Medvedev accuses Ukraine of mutiny
Russia has questioned the authority of Ukraine's acting government, with prime minister Dmitry Medvedev saying the country's acting authorities have come to power as a result of an 'armed mutiny'.
Ukraine's acting government has issued an arrest warrant for president Viktor Yanukovych, accusing him of mass crimes against the protesters who stood up for months against his rule.
Yanukovych himself has reportedly fled to the Black Sea peninsula of Crimea, a pro-Russian area in Ukraine.
Calls are mounting in Ukraine to put Yanukovych on trial, after a tumultuous presidency in which he amassed powers, enriched his allies and family and cracked down on protesters. Anger boiled over last week after government snipers killed scores of protesters in the bloodiest violence in Ukraine's post-Soviet history.
Ukraine's parliament speaker is now nominally in charge of a country whose ailing economy is on the brink of default and whose loyalties are sharply torn between Europe and long-time ruler Russia.
Russia and the European Union appear to be taking opposing sides in Ukraine's new political landscape.

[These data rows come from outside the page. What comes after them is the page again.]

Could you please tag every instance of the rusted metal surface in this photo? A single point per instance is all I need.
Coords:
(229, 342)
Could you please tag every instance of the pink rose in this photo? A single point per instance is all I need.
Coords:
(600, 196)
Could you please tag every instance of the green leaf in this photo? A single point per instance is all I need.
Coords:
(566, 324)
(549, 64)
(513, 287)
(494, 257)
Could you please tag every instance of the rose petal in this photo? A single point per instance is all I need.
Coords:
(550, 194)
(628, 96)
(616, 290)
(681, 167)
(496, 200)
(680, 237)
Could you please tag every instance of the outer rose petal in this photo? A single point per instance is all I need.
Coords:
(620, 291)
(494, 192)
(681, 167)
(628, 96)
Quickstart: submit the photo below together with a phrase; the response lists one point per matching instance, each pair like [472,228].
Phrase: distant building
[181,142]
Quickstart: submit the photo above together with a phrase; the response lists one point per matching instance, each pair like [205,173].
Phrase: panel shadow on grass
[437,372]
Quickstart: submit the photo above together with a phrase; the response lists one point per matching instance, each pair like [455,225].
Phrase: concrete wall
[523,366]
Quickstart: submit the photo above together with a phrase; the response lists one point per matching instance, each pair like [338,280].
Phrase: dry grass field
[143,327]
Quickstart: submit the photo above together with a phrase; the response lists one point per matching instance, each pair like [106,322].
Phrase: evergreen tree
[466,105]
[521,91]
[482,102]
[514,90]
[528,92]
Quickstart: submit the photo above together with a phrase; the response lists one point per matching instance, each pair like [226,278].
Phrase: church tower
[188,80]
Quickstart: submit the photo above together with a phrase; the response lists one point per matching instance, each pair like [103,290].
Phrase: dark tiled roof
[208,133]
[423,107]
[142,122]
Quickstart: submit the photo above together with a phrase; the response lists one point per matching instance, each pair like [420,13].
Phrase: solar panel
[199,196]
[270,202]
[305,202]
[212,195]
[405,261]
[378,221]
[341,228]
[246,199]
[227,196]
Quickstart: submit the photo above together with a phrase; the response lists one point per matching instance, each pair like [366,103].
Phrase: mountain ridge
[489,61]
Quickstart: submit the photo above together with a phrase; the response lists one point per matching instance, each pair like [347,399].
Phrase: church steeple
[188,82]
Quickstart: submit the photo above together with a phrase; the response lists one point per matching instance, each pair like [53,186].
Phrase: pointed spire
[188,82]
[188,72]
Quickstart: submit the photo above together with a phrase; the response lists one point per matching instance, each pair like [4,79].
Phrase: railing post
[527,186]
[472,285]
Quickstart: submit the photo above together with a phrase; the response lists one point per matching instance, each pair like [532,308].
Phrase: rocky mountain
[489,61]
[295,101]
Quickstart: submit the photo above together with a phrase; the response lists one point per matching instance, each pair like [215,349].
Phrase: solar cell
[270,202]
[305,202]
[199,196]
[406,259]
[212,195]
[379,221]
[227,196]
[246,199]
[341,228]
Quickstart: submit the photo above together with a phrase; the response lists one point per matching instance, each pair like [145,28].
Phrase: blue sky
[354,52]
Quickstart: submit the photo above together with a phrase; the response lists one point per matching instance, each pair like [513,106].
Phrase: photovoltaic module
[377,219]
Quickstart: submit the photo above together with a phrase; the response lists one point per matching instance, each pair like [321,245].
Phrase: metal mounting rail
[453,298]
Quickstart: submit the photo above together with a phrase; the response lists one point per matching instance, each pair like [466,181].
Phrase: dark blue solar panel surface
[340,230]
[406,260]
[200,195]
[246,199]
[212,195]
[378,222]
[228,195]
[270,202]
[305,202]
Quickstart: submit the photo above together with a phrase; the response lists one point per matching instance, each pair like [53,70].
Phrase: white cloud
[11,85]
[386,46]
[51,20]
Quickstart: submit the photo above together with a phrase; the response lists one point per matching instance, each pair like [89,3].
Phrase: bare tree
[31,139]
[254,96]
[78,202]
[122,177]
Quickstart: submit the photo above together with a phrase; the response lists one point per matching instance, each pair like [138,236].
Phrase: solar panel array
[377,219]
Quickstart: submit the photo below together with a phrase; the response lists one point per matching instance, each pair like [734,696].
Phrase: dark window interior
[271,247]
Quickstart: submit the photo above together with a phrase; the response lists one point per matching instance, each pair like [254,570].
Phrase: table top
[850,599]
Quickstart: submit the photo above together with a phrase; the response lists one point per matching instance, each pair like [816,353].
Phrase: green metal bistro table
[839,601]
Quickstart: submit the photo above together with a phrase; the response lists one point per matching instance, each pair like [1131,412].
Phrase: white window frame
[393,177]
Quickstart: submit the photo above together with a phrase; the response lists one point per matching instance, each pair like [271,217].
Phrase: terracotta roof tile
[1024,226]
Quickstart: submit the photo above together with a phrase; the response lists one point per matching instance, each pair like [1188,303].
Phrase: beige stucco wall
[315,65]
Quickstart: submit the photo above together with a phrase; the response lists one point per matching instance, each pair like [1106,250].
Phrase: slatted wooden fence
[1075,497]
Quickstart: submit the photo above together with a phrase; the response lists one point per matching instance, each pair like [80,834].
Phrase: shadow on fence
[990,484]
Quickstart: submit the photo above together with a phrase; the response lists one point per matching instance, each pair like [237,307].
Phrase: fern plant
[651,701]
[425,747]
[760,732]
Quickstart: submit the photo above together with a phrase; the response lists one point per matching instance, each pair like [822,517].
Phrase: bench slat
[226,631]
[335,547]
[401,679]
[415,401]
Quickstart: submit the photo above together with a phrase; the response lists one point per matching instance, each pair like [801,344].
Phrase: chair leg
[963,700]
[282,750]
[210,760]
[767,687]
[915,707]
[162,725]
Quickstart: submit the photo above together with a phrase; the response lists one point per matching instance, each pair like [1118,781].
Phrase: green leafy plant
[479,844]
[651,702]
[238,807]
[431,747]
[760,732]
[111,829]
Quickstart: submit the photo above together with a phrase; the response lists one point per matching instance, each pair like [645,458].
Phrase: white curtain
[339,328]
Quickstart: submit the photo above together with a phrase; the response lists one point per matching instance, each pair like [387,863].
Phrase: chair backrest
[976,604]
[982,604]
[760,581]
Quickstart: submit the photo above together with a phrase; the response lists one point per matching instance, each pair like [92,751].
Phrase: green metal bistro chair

Medvedev has questioned the legitimacy of the new Ukrainian authorities. He said the acting authorities have come to power as a result of an "armed mutiny", so their legitimacy is causing "big doubts".

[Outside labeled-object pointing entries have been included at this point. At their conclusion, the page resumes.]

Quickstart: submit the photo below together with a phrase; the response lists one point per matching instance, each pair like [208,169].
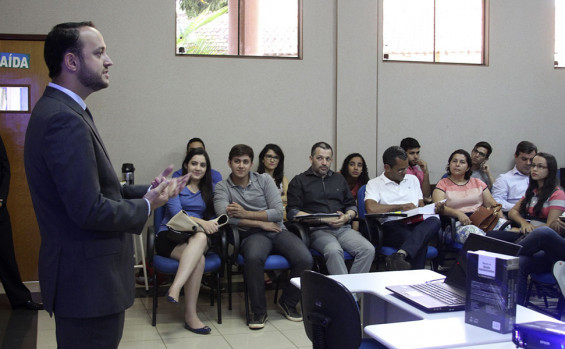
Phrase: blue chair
[214,264]
[273,262]
[301,230]
[331,315]
[544,286]
[373,227]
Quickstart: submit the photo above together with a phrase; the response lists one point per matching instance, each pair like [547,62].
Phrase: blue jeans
[412,238]
[540,250]
[331,243]
[255,248]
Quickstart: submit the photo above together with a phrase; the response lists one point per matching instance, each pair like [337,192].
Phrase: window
[438,31]
[559,34]
[14,99]
[259,28]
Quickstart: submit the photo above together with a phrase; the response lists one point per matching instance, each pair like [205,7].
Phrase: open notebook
[449,294]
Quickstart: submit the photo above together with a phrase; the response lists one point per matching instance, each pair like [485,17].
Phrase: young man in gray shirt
[253,203]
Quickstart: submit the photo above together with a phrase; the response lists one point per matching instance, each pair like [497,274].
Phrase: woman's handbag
[182,226]
[486,218]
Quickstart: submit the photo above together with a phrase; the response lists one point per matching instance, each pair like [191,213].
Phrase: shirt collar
[387,181]
[310,172]
[516,172]
[252,178]
[69,93]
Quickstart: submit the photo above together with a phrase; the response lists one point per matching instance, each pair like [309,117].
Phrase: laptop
[440,296]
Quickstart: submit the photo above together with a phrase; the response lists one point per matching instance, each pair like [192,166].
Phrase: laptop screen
[457,275]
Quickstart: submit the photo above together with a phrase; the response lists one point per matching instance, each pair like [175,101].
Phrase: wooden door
[13,126]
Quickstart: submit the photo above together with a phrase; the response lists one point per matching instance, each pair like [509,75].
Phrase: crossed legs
[189,275]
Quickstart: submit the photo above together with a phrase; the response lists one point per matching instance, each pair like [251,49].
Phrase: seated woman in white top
[272,162]
[196,200]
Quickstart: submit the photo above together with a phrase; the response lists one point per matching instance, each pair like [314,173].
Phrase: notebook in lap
[449,294]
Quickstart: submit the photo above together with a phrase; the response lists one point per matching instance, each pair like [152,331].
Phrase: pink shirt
[555,202]
[416,171]
[466,198]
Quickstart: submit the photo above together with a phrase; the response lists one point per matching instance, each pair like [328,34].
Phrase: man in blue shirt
[509,187]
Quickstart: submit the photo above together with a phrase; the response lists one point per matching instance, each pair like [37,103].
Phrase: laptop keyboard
[436,291]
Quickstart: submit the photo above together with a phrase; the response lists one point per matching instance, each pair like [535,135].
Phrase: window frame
[485,40]
[240,28]
[562,5]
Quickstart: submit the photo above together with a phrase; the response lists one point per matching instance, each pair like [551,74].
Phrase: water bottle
[127,173]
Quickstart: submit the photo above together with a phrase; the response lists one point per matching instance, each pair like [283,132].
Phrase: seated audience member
[394,190]
[548,240]
[543,202]
[463,194]
[253,203]
[354,170]
[320,190]
[417,166]
[199,143]
[479,157]
[509,187]
[196,200]
[272,162]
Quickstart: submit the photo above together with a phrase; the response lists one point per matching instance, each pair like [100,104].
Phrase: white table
[397,324]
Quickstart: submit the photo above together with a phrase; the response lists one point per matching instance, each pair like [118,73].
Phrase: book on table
[492,280]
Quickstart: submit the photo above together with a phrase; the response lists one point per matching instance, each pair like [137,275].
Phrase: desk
[397,324]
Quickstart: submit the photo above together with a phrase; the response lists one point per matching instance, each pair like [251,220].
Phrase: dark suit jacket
[84,214]
[4,178]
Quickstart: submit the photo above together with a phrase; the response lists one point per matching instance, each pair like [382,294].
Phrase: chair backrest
[331,315]
[361,202]
[158,215]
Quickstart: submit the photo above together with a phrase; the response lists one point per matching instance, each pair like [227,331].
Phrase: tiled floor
[169,332]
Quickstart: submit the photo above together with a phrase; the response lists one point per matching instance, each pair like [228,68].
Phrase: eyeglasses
[475,151]
[541,167]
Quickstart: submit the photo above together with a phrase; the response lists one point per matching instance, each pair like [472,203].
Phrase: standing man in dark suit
[85,216]
[17,293]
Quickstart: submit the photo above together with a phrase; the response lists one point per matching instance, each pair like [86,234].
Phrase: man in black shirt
[320,190]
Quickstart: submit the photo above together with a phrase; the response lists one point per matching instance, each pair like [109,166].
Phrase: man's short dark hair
[525,147]
[61,39]
[241,150]
[483,144]
[390,155]
[409,143]
[195,139]
[322,145]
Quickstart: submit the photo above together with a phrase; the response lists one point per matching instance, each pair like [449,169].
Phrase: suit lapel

In Brussels, European Commission spokesman Olivier Bailly referred to parliament speaker Oleksandr Turchinov as the "interim president" and said Turchinov will meet with visiting EU foreign policy chief Catherine Ashton in Kiev.
Turchinov said he hopes to form a new coalition government by Tuesday.

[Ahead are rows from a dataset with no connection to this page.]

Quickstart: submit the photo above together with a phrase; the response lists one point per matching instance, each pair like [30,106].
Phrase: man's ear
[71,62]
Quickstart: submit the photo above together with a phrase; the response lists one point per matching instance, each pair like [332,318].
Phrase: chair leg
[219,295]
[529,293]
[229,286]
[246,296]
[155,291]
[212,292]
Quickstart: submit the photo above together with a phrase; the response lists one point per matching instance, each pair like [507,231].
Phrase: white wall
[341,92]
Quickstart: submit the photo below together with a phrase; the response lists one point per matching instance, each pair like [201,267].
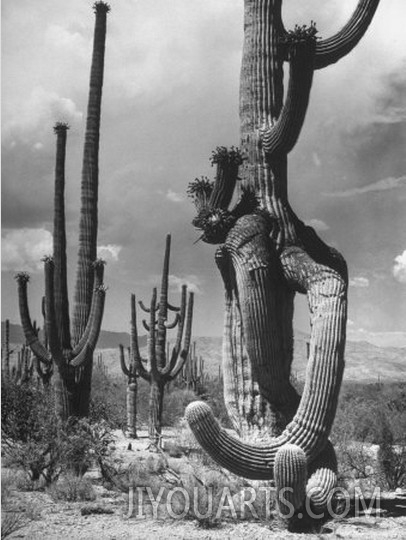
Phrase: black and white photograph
[203,255]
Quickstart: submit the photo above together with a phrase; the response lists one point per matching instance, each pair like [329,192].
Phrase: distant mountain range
[364,362]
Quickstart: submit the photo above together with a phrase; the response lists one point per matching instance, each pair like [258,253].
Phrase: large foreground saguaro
[267,255]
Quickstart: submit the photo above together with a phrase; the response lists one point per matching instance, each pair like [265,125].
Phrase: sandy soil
[56,520]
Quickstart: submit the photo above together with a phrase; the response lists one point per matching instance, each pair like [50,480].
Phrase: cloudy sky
[171,96]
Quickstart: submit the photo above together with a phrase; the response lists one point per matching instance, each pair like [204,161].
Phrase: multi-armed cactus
[267,255]
[73,358]
[162,367]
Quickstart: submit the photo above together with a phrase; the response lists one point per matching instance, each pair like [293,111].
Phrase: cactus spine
[73,358]
[267,255]
[162,367]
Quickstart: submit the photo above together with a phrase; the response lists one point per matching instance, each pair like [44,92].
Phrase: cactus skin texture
[266,256]
[162,367]
[72,354]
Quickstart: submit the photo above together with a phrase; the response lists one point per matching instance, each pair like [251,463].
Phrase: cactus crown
[215,224]
[200,190]
[224,156]
[100,7]
[98,263]
[301,34]
[61,126]
[22,277]
[47,259]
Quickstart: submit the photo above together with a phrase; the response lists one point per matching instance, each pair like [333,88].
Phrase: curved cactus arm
[124,368]
[326,289]
[172,308]
[282,136]
[186,344]
[98,266]
[330,50]
[170,326]
[96,320]
[178,343]
[30,335]
[322,479]
[228,162]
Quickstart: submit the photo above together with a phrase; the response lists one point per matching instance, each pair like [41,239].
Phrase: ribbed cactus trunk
[5,356]
[73,358]
[89,202]
[266,256]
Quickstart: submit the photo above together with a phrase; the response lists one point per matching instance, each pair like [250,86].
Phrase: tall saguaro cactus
[72,352]
[131,372]
[267,255]
[162,368]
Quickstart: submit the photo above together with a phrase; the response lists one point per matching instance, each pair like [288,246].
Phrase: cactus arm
[95,321]
[330,50]
[172,308]
[98,266]
[170,326]
[227,162]
[124,368]
[134,350]
[326,288]
[154,372]
[163,308]
[186,344]
[30,335]
[178,343]
[282,136]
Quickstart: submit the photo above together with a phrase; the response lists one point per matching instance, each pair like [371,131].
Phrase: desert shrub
[30,430]
[108,400]
[371,415]
[175,403]
[72,488]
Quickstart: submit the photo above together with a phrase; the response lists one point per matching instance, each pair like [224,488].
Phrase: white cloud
[109,253]
[359,282]
[23,249]
[38,114]
[191,281]
[399,268]
[381,185]
[318,225]
[174,196]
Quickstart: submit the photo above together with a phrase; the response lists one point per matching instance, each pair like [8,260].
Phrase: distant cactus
[5,351]
[131,372]
[162,367]
[73,358]
[267,255]
[193,374]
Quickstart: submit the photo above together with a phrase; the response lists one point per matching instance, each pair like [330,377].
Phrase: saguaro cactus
[162,368]
[131,372]
[74,357]
[5,351]
[267,255]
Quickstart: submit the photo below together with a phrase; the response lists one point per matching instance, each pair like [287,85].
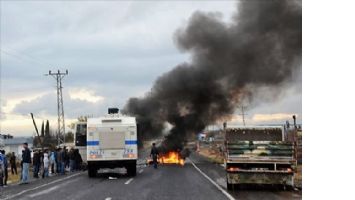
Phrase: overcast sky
[113,50]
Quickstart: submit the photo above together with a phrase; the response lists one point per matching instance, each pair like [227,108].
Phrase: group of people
[43,161]
[56,161]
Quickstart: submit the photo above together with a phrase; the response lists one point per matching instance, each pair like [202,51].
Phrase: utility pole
[58,76]
[243,114]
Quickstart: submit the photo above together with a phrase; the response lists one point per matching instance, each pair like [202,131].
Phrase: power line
[58,76]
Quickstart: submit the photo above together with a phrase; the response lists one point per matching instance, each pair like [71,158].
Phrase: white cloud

Ukraine's acting interior minister, Arsen Avakhov, said on his official Facebook page that a warrant has been issued for the arrest of Yanukovych and several other officials for the "mass killing of civilians."
At least 82 people, primarily protesters, were killed in clashes in Kiev last week.
Yanukovych set off a wave of protests by shelving an agreement with the European Union in November and turning instead for a bailout loan from Russia. Within weeks, the protests expanded to include outrage over corruption and human rights abuses, leading to calls for Yanukovych's resignation.
After signing an agreement with the opposition to form a unity government, Yanukovych fled Kiev for his pro-Russian power base in eastern Ukraine. Avakhov said he tried to fly out of Donetsk but was stopped then went to Crimea on Sunday.
Yanukovych then freed his official security detail and drove off to an unknown location, turning off all forms of communication, Avakhov said.
"Yanukovych has disappeared," he said.
Security has been tightened across Ukraine's borders, the State Border Guard service said.
Avakhov published a letter that he said was from Yanukovych in which he gave up his security guard. Yanukovych's aides and spokespeople could not be reached to verify the reported letter.
Activist Valeri Kazachenko said Yanukovych must be arrested and brought to Kiev's main square for trial.
"He must answer for all the crimes he has committed against Ukraine and its people," he said. "Yanukovych must be tried by the court of the people right here in the square."
Tensions have been mounting in Crimea in southern Ukraine. Russia maintains a large naval base in Sevastopol that has strained relations between the countries for two decades.
Pro-Russian protesters gathered in front of city hall in the port of Sevastopol on Monday.
"Extremists have seized power in Kiev and we must defend Crimea. Russia must help us with that," said Anataly Mareta, head of a Cossack militia in Sevastopol.